O tubo está oxidando embaixo do revestimento faz meses
Nove da manhã no rack de tubulação. O revestimento da linha principal pende em tiras e deixa o tubo à vista, oxidado de ponta a ponta. Embaixo, no piso de concreto, tem chapas caídas há tanto tempo que já têm a própria ferrugem desenhada em volta. Por ali passa gente todo dia a caminho da oficina. A última inspeção daquele trecho foi há sete meses, e no relatório está escrito “conforme”.
2 câmeras em 1 setores
É assim que se pede
«Me avisa se aparecer revestimento solto ou chapa caída embaixo do rack, e guarda a foto para eu comparar com a do semestre passado.»

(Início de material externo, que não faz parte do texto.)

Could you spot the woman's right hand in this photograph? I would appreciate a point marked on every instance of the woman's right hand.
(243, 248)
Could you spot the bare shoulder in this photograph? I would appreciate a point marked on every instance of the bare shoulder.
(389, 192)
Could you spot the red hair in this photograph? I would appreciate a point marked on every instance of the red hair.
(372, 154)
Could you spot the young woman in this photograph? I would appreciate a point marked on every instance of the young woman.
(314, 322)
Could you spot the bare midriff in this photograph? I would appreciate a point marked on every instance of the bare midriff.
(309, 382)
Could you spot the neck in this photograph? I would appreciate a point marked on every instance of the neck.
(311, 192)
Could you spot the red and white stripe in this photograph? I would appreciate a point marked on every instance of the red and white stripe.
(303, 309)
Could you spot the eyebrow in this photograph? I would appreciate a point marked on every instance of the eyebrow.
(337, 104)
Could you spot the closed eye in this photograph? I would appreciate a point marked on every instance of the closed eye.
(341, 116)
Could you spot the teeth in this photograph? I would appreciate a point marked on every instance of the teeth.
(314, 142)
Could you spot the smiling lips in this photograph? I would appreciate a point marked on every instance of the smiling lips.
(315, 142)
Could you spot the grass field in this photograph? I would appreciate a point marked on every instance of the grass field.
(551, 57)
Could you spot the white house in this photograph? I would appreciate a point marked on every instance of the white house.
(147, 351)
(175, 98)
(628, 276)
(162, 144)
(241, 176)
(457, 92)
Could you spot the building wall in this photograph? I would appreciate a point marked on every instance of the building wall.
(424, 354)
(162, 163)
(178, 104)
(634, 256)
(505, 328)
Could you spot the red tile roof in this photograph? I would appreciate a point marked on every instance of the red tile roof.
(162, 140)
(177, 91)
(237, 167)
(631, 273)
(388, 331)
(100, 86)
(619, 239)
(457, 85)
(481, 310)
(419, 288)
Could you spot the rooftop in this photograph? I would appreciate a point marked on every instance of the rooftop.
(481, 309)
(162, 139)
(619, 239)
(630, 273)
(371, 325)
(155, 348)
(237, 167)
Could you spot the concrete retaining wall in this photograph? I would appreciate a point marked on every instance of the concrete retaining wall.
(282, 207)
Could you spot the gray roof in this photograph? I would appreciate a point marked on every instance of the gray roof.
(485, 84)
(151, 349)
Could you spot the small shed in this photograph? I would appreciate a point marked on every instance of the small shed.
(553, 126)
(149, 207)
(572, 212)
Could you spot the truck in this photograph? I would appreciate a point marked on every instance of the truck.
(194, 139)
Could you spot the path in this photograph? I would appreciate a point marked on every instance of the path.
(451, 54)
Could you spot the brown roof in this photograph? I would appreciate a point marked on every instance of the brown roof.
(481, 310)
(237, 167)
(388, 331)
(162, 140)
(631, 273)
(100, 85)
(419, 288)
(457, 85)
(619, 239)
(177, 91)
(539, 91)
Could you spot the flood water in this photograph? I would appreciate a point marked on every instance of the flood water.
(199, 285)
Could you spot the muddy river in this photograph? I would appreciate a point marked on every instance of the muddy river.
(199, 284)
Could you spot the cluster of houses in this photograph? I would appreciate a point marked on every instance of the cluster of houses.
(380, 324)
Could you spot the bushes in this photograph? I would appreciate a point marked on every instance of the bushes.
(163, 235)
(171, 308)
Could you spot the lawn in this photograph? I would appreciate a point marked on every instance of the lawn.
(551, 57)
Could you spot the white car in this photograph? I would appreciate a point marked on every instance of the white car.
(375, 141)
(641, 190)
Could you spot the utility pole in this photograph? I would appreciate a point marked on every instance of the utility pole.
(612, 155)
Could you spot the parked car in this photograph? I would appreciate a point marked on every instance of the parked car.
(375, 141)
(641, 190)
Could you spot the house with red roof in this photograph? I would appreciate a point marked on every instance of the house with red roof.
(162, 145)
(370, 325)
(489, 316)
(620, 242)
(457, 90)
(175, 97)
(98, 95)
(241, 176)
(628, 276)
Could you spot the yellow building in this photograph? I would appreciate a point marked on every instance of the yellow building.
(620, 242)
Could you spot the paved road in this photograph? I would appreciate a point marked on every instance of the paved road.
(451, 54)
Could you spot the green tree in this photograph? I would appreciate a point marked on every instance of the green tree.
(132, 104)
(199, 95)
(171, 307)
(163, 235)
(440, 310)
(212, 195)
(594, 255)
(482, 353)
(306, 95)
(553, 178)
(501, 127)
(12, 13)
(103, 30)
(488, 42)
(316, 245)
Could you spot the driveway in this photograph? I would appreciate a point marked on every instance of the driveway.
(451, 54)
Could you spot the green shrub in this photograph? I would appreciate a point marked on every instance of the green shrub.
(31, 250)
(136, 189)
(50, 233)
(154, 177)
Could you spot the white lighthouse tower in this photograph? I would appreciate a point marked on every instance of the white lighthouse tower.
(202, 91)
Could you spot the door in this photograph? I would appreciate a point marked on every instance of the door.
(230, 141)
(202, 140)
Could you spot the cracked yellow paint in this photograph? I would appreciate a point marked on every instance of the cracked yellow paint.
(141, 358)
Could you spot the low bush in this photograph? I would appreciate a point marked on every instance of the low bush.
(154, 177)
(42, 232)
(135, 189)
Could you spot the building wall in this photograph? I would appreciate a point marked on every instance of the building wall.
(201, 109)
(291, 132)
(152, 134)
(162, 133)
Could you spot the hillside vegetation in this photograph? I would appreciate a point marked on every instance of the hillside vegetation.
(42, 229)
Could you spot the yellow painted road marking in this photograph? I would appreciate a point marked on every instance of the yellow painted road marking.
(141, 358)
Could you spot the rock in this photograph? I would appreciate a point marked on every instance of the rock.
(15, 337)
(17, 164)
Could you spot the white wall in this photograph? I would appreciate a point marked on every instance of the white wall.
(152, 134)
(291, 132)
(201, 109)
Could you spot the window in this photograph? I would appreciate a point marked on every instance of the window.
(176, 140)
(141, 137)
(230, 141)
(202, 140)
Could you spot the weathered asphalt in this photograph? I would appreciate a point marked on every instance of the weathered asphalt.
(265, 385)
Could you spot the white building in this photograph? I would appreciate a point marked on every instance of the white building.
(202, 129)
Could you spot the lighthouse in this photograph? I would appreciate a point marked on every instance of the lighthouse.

Um tubo que oxida embaixo do revestimento não aparece até pingar, e quando pinga já não é um pincel de tinta: é um trecho cortado, uma parada da unidade e um reparo com andaime. E se o que pinga levar produto, aí tem comunicação de ocorrência, tem órgão perguntando e tem uma reunião para explicar por que no relatório do semestre passado estava escrito que tudo estava conforme.
Se decide uma vez
Duas coisas ficam escritas de uma vez, e as duas saem da fábrica. A primeira é a de rotina: que linhas entram, de quanto em quanto tempo a comparação é feita, o que conta como degradação e quem recebe a ficha — manutenção, integridade ou quem responde pela unidade. A segunda é a que pesa: em que linhas nenhum flange é aberto sem que o isolamento tenha sido visto sendo montado antes. Isso se escreve com o procedimento na mesa, uma vez. Dali em diante o IRIS confere todo dia, em cada trecho com câmera, sem depender do calendário de ninguém.
Num rack de tubulação a palavra isolamento significa duas coisas, e as duas aparecem na mesma câmera. Uma é o revestimento que protege o tubo: quando ele quebra, entra água entre a chapa e o aço e o tubo se come por dentro sem nada aparecer por fora. A outra é o isolamento que protege a pessoa: a linha vazia, bloqueada e purgada antes de alguém encostar num flange.
O primeiro é um problema de calendário. A inspeção de integridade passa de seis em seis ou de doze em doze meses, e entre uma e outra o rack fica sozinho com a chuva. O que falta ali não é um alarme: é uma fotografia do mesmo ponto, tirada do mesmo enquadramento, para colocar ao lado da do semestre passado e enxergar o que mudou. O vídeo já faz isso; só que ninguém estava usando ele para isso.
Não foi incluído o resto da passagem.